The Łódź Voivodeship Sejmik (Sejmik Województwa Łódzkiego) is the regional legislature of the voivodeship of Łódź, Poland. It is a unicameral body consists of thirty-three councillors elected in free elections for a five-year term. The current chairperson of the assembly is Małgorzata Grabarczyk.

The assembly elects the executive board that acts as the collective executive for the regional government, headed by the province's marshal.

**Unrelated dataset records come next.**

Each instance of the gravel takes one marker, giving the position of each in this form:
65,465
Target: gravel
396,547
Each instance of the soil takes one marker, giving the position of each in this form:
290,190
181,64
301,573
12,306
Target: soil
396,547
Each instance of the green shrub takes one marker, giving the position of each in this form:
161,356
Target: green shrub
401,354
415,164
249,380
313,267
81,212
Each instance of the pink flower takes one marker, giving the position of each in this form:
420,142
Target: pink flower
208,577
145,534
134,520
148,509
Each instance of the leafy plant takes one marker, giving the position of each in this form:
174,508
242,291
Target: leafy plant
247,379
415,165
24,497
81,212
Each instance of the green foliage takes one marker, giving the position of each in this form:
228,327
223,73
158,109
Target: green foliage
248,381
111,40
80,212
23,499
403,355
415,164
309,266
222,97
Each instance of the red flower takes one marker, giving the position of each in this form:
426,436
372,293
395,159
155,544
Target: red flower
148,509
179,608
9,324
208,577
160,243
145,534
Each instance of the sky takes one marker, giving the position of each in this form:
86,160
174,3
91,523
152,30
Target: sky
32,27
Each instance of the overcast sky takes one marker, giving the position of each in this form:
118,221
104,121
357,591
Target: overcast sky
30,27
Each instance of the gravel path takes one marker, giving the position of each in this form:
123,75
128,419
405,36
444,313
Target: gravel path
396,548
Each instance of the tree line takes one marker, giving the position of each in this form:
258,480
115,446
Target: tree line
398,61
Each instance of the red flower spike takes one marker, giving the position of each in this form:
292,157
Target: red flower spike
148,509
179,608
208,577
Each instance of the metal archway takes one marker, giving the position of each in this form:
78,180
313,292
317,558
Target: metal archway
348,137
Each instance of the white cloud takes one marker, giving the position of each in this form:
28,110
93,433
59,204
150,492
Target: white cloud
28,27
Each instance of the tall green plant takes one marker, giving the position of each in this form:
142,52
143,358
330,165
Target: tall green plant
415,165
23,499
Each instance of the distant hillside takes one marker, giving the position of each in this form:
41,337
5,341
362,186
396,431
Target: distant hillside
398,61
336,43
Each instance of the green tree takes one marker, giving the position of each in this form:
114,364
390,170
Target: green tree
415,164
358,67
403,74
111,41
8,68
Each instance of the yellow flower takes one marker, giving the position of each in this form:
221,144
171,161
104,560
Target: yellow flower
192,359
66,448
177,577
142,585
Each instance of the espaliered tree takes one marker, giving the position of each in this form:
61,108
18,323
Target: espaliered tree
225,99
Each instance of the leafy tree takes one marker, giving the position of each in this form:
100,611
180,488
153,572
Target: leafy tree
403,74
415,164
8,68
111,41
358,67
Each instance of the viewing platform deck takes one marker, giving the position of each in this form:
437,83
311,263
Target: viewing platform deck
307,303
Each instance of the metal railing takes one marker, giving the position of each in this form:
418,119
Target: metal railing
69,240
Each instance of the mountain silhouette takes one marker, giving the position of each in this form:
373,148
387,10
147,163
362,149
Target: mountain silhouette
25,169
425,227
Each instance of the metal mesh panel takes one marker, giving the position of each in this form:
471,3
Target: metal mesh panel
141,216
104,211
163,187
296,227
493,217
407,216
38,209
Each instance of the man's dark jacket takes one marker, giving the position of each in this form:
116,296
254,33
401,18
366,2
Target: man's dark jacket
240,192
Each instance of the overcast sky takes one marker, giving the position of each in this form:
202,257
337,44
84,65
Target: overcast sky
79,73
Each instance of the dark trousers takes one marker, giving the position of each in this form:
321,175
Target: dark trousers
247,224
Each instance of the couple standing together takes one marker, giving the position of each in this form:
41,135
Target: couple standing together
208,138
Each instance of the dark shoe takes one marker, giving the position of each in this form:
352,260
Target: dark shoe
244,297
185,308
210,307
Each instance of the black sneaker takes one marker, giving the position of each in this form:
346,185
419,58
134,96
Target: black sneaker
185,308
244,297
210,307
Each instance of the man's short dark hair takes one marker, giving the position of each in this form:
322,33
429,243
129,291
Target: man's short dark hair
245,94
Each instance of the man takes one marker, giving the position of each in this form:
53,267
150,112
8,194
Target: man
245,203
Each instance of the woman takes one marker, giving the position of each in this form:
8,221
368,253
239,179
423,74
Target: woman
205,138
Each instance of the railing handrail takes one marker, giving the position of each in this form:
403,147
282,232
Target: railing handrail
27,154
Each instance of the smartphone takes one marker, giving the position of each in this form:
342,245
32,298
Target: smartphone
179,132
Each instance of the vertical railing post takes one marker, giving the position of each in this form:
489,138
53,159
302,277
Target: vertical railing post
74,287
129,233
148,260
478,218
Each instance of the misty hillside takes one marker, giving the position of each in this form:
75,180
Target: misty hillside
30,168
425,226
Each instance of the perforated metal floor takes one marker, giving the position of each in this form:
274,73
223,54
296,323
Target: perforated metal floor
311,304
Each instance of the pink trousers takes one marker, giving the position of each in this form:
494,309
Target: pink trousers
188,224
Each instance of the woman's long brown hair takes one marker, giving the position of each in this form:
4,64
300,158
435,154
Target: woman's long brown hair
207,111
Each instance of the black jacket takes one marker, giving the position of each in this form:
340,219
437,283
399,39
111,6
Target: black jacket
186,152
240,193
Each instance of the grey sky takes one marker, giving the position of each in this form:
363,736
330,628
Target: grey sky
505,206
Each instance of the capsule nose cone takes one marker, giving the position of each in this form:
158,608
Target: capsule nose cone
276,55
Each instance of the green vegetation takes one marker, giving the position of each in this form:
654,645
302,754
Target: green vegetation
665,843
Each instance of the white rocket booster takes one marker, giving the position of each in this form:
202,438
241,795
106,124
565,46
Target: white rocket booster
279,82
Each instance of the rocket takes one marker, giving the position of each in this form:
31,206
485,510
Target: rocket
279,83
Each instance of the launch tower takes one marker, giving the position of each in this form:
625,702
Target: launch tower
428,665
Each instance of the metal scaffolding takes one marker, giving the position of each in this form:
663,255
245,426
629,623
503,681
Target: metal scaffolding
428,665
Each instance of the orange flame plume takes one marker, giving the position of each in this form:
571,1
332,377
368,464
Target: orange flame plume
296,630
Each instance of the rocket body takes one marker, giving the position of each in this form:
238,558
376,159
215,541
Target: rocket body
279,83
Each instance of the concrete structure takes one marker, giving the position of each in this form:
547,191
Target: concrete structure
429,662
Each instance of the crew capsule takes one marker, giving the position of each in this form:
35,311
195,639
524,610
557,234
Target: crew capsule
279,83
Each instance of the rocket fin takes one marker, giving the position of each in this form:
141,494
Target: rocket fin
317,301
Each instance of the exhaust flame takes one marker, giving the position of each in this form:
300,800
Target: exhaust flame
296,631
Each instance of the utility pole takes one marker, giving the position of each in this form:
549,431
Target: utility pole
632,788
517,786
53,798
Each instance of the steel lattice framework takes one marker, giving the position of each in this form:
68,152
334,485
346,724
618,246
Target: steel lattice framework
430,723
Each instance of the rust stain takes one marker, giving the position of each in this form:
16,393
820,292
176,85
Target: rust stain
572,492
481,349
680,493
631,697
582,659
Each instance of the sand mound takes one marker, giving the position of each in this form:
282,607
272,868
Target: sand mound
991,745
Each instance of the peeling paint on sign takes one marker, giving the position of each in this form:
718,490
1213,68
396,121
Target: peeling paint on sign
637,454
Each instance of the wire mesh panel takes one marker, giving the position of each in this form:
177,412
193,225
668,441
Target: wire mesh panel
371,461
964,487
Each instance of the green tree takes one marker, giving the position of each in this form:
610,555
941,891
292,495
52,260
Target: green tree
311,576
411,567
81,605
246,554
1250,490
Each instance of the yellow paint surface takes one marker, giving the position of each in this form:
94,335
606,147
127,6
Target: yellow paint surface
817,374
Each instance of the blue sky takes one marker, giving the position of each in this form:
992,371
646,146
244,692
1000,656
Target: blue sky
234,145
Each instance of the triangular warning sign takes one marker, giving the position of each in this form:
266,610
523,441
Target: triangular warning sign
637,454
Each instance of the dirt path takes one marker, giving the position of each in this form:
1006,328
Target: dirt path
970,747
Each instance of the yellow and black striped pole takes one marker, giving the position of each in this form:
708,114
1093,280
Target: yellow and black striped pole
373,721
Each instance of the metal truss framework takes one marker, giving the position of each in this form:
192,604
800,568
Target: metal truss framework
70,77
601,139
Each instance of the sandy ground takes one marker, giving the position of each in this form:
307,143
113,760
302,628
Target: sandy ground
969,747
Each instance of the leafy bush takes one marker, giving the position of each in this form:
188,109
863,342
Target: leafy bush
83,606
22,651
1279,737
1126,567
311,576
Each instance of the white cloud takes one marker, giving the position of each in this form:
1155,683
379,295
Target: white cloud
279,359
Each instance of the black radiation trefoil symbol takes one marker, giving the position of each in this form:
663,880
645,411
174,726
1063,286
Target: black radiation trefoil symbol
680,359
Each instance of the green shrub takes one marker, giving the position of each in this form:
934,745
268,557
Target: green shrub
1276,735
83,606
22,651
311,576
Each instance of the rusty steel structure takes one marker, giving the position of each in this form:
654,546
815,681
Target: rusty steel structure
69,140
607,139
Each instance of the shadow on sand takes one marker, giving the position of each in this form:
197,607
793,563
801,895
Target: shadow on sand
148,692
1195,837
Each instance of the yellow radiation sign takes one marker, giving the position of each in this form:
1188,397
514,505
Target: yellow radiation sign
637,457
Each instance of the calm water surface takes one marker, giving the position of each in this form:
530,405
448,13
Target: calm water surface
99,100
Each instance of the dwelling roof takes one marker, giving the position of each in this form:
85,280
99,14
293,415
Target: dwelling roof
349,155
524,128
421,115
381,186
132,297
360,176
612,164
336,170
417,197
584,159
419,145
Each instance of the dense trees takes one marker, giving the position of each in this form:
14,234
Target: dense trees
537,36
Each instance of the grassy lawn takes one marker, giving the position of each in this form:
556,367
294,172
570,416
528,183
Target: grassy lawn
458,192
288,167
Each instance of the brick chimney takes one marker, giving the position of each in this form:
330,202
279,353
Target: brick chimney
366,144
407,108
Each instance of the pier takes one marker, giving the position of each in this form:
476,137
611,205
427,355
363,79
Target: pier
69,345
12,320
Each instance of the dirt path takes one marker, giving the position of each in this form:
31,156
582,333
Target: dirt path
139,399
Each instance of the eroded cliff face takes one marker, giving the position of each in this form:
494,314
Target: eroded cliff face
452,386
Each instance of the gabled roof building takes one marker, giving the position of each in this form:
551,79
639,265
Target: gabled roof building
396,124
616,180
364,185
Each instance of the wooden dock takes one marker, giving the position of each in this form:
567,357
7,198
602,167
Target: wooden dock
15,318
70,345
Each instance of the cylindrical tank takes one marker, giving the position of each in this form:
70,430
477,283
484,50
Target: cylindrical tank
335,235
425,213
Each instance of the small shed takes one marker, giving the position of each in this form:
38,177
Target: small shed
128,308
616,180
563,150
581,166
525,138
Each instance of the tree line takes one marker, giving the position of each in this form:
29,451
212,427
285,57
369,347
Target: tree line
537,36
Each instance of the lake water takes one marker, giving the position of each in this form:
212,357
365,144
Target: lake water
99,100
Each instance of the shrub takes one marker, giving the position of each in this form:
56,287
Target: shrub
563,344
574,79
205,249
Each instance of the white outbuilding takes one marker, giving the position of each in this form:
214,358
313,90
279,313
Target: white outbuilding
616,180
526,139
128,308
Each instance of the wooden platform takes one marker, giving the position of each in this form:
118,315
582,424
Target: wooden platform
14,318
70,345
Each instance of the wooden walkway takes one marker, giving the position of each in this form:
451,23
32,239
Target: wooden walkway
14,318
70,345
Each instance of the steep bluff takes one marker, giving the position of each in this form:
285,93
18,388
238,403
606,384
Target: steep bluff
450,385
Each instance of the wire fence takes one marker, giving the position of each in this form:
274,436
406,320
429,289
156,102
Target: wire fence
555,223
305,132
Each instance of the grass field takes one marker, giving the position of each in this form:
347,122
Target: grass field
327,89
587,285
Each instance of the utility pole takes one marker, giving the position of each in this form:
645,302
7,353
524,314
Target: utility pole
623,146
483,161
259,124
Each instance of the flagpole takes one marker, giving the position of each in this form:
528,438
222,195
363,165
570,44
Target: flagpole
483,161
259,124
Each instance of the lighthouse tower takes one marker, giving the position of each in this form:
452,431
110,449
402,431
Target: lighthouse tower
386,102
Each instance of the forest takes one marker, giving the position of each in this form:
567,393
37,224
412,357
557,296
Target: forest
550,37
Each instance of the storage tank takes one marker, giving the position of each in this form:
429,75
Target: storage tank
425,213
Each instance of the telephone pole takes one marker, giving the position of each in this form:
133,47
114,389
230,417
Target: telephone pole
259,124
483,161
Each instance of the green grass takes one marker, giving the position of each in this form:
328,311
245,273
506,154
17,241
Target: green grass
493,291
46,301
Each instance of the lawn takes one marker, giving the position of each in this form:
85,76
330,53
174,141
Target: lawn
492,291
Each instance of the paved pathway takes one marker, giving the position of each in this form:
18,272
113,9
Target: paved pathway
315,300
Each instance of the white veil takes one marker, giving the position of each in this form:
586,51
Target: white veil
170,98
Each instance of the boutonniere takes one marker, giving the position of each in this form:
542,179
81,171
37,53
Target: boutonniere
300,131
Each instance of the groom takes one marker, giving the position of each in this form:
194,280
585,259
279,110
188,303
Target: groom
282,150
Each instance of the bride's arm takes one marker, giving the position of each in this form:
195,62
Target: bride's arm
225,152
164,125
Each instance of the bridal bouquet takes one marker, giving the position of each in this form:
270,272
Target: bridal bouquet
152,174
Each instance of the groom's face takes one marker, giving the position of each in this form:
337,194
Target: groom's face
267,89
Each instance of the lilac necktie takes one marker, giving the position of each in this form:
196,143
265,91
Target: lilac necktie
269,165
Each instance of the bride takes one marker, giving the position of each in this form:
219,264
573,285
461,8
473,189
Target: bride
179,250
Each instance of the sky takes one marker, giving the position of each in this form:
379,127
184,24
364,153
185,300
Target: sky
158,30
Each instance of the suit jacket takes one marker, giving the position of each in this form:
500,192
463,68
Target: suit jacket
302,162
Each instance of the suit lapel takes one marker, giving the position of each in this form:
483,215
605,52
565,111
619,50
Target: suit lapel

The current executive board is a coalition government between Civic Coalition, Third Way and The Left, headed by Marshal Joanna Skrzydlewska

The Regional Assembly meets in the Marshal's Office in Łódź City.

== Districts ==

Members of the Assembly are elected from five districts, serve five-year terms. Districts does not have the constituencies formal names. Instead, each constituency has a number and territorial description.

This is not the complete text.